Goldsmith also now realizes that the government has made his stepfather’s life hell for decades, casting him under a cloud of suspicion without bringing any charges. He thus sets out to reanalyze the Hoffa case to see if he can prove Chuckie’s claim of innocence. It is not giving much away to say that Goldsmith does not discover where Hoffa is buried. But he has used his powerful analytic skills to show that it is almost impossible to believe that his stepfather had anything to do with the murder. The timeline of his travels that day did not give Chuckie sufficient time to drive Hoffa to his death and also be at places where others saw him. The car he was supposed to have used was owned by relative of suspected mobster—the last kind of vehicle that the Mafia would have used in a hit that they must have known would draw intense FBI scrutiny. And finally, and to me most importantly, if Chuckie actually had been involved, why was he still around and not himself a rubout. He was like a family member to Hoffa, but not actually a member of the Mafia whom they would trust.

The real revelation of the book is government incompetence.
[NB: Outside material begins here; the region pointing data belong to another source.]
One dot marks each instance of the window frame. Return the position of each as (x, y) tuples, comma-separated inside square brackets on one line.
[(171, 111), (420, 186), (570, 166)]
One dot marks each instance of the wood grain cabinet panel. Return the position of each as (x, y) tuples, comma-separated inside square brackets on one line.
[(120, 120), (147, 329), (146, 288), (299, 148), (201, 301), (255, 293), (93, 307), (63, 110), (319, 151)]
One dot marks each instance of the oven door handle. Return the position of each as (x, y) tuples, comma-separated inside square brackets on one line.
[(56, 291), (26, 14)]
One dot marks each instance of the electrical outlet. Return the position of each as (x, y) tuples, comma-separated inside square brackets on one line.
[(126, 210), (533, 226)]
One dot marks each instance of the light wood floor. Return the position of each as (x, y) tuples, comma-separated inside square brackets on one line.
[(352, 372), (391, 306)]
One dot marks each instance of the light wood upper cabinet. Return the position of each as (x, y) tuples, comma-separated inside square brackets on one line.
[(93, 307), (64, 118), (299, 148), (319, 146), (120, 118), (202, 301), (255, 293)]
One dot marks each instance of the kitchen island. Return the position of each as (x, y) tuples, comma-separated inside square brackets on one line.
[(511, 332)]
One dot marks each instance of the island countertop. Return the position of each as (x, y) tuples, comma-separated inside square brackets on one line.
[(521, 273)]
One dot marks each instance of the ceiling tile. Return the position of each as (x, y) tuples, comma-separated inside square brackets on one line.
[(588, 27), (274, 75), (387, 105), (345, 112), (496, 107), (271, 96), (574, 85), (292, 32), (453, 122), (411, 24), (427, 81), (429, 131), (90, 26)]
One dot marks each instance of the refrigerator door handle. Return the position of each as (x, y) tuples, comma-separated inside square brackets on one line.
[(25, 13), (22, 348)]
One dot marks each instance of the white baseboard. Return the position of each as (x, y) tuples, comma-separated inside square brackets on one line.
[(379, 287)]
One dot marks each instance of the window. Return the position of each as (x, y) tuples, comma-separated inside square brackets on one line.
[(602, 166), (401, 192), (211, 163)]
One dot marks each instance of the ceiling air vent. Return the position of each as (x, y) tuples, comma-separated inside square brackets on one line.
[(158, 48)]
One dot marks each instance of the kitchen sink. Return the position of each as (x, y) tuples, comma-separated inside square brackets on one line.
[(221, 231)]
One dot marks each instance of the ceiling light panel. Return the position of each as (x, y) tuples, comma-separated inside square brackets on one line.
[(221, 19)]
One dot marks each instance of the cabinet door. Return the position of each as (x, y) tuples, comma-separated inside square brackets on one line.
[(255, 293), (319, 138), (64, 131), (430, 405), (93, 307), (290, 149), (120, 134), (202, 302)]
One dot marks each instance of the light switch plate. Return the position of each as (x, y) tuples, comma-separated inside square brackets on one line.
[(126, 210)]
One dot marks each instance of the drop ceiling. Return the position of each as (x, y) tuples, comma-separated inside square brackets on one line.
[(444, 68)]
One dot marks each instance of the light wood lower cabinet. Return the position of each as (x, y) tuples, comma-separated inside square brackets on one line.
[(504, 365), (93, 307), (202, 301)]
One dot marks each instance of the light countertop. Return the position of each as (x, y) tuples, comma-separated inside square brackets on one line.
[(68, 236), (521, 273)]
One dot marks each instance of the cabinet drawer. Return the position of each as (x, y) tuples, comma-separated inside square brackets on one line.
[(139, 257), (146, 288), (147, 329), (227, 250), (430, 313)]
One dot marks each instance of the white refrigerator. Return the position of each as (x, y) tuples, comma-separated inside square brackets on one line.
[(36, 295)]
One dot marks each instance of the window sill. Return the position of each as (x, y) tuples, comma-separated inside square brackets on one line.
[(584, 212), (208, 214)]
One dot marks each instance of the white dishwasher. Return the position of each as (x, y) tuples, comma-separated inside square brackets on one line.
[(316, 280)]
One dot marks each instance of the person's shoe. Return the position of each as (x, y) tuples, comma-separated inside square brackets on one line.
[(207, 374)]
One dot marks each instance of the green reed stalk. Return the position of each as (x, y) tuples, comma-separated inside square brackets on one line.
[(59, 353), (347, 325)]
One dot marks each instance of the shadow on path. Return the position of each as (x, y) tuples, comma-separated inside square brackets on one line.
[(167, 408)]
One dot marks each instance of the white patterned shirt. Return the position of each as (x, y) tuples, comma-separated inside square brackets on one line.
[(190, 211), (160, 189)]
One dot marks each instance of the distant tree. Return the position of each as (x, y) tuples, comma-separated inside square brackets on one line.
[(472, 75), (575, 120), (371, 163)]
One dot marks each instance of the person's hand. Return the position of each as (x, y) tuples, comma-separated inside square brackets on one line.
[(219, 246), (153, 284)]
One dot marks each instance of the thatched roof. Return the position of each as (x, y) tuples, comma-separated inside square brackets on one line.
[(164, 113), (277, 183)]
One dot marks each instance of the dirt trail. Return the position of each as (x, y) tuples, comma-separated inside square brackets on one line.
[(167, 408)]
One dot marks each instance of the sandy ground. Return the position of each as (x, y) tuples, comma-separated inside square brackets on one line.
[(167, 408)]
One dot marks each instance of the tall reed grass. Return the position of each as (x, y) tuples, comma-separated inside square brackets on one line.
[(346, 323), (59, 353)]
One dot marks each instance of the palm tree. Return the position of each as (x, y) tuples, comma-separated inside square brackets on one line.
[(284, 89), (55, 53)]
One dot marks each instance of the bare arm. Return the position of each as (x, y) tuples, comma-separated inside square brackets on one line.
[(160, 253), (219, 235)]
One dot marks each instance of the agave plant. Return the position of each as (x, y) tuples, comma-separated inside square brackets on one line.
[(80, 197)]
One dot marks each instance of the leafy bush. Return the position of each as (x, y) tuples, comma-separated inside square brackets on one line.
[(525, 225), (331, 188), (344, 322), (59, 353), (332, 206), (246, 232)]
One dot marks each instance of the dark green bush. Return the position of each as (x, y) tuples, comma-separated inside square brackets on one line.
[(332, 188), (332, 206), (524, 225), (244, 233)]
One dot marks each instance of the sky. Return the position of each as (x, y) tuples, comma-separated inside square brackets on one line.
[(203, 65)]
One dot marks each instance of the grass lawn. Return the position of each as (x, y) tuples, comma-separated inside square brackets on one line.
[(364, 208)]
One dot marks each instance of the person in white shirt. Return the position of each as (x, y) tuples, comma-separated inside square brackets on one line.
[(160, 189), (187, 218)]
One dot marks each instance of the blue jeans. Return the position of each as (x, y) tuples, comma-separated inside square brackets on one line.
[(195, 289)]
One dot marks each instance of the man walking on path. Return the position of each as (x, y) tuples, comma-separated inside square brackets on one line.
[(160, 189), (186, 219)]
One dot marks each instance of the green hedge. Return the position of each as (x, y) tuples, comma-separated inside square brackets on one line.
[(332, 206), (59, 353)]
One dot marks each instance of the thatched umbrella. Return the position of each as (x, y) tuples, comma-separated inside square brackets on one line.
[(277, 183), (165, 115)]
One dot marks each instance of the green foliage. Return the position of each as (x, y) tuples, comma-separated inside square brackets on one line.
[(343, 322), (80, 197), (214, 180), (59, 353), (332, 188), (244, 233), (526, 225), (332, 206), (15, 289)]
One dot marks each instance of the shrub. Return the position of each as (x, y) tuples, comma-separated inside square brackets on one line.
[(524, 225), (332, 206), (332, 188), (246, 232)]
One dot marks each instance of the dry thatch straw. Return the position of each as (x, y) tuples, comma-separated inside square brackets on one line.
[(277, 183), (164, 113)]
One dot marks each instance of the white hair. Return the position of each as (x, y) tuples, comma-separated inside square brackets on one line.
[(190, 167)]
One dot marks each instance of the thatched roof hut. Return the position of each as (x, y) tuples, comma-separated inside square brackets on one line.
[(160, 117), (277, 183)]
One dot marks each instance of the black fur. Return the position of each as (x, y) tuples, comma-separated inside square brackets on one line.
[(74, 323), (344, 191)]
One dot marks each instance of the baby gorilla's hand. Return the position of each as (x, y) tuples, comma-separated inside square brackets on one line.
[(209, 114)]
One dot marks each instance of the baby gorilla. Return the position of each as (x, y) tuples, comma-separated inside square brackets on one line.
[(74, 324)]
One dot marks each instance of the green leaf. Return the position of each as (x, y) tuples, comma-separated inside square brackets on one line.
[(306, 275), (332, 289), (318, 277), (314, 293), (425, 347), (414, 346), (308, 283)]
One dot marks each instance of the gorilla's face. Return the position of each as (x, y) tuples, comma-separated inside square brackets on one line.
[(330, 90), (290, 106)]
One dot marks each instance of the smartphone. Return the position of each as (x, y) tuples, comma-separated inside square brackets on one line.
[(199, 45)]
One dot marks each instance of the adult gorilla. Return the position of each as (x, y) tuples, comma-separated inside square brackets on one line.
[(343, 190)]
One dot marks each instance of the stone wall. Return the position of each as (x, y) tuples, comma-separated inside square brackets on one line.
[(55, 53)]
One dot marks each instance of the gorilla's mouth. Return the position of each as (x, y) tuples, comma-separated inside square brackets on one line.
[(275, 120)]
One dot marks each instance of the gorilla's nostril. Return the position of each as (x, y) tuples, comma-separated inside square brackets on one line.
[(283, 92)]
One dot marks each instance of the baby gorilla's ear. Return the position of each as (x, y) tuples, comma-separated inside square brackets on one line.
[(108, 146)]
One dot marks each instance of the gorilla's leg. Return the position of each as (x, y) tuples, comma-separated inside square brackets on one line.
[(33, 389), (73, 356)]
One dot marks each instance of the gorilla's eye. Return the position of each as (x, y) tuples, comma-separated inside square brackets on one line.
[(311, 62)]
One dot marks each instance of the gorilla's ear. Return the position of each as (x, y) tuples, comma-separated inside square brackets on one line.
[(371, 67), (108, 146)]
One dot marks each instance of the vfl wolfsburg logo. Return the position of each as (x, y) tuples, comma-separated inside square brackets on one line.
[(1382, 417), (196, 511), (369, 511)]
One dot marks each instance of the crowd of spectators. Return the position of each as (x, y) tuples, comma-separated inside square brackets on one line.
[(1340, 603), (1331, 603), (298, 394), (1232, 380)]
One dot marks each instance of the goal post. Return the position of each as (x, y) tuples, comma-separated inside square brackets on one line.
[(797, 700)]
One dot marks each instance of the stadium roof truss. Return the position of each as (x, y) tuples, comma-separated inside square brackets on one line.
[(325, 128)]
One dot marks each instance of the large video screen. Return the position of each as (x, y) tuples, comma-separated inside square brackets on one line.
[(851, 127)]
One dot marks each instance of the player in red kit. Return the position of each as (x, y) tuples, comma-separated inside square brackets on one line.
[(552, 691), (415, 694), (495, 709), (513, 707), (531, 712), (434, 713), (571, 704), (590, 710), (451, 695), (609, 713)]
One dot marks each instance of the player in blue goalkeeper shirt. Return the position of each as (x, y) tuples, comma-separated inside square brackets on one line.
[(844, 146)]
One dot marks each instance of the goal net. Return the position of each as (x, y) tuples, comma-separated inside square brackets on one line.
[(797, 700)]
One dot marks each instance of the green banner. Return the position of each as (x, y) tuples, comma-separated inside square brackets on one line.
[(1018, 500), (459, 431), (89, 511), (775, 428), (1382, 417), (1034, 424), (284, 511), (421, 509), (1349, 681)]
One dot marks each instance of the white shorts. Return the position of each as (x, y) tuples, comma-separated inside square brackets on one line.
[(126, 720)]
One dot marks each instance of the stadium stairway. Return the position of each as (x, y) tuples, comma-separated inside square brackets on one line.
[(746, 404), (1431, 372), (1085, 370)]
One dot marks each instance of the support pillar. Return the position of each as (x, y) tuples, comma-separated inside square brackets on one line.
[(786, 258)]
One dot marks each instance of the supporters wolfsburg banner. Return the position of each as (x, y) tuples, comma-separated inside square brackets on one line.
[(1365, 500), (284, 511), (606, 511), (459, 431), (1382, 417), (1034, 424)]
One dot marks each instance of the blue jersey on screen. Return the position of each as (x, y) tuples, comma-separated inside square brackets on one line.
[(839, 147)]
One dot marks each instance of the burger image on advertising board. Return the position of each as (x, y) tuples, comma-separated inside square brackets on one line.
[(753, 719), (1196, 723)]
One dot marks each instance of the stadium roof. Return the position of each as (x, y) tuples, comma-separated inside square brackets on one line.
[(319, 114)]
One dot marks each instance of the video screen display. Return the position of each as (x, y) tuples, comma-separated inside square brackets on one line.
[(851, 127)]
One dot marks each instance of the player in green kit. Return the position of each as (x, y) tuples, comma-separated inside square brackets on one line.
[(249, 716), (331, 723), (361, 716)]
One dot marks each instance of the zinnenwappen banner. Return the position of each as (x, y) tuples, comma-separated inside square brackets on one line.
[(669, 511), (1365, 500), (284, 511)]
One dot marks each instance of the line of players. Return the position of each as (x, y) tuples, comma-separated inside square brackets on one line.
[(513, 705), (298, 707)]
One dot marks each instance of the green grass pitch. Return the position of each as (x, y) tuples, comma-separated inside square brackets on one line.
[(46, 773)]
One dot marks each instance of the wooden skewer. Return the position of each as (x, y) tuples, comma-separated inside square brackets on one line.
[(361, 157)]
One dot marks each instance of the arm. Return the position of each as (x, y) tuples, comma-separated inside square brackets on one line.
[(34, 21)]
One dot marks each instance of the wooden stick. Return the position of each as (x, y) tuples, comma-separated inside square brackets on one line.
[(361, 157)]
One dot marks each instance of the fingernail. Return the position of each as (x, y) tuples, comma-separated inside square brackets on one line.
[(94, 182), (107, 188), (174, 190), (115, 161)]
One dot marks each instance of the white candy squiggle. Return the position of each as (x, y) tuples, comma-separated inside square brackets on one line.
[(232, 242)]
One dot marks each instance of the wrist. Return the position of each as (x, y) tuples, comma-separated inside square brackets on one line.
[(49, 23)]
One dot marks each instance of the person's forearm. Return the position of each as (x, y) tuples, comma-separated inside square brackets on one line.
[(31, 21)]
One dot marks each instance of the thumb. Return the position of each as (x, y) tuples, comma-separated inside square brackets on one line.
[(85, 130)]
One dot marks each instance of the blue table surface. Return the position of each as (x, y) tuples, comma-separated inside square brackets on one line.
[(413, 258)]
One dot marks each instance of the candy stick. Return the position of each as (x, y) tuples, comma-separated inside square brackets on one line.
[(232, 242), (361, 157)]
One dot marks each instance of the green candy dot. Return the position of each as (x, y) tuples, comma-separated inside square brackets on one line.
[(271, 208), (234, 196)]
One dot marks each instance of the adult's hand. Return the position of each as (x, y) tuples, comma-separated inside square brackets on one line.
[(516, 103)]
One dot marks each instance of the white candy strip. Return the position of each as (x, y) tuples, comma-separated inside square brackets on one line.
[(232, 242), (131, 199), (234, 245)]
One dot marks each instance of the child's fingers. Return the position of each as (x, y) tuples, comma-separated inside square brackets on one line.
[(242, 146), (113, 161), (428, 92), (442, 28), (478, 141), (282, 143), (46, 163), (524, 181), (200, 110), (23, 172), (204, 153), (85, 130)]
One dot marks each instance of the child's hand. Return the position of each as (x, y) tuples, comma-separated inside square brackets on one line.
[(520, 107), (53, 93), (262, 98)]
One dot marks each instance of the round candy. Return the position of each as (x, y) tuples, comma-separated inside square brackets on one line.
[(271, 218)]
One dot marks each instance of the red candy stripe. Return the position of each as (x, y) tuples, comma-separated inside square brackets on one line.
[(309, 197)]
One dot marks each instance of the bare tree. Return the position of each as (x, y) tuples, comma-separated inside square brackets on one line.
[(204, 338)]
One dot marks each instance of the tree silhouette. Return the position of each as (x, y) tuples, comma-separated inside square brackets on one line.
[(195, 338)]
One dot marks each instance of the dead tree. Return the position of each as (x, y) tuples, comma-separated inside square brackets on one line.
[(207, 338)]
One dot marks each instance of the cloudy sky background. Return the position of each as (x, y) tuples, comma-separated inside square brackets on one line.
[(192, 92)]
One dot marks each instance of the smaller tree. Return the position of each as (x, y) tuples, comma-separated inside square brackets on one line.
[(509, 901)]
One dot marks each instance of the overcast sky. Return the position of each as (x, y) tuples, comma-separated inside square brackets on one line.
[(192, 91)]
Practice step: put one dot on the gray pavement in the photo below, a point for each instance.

Because Hoffa’s son accused Chuckie of being somehow involved in the murder in 1975, and because there were a series of events that put him in the vicinity of where Hoffa must have been abducted, the government seized on this theory to the exclusion of others for decades. And even when new lead investigators two decades later recognized that Chuckie’s culpability was implausible, the government did not publicly change course. In fact, Goldsmith shows that the government refused to publicly exonerate a sick, old man because it would mean admitting that the FBI botched the case from the beginning.

The only weak part of book is the least important—Goldsmith’s reflection on the costs of Hoffa’s corruption and consequent investigations by Bobby Kennedy and Congress into the labor movement. He attributes “the fundamental reason” for the labor movement’s decline to the “identification” in the public mind of “the entire labor movement with corruption, violence and bossism.” The mechanism of how such instances of corruption would have such a large effect is, as law professors would say, undertheorized. As a result, it does not seem to constitute an explanation powerful enough to compete with more conventional explanatory factors, like globalization and the decline of manufacturing where unions were traditionally strong and private sector service industries where they were not. I would also argue that unionism always sat uneasily with the individualism that was part of the DNA of America since its founding. Better economic times and the 1960’s renewed celebration of the individual would have undermined collective labor movements, even without Hoffa’s corruption. The same Americans who bowl alone are hard to herd into any kind of enduring associations.

This is a law professor’s quibble about a book whose main lessons are for everyone. Because of bureaucratic inertia and concern for its image, the government cannot often be expected to change course to right the wrongs it has inflicted on lone individuals, like Chuckie. But a family is a place of almost infinite renewal that allows for fundamental course correction, particularly when it is joined, as it is for Goldsmith, with a religious sense of the obligation of forgiveness and repentance for one’s own failings. More than a memoir, a true crime narrative, or an analysis of the American labor movement, this book should be understood as a celebration of kinship and a modern example of Christian atonement.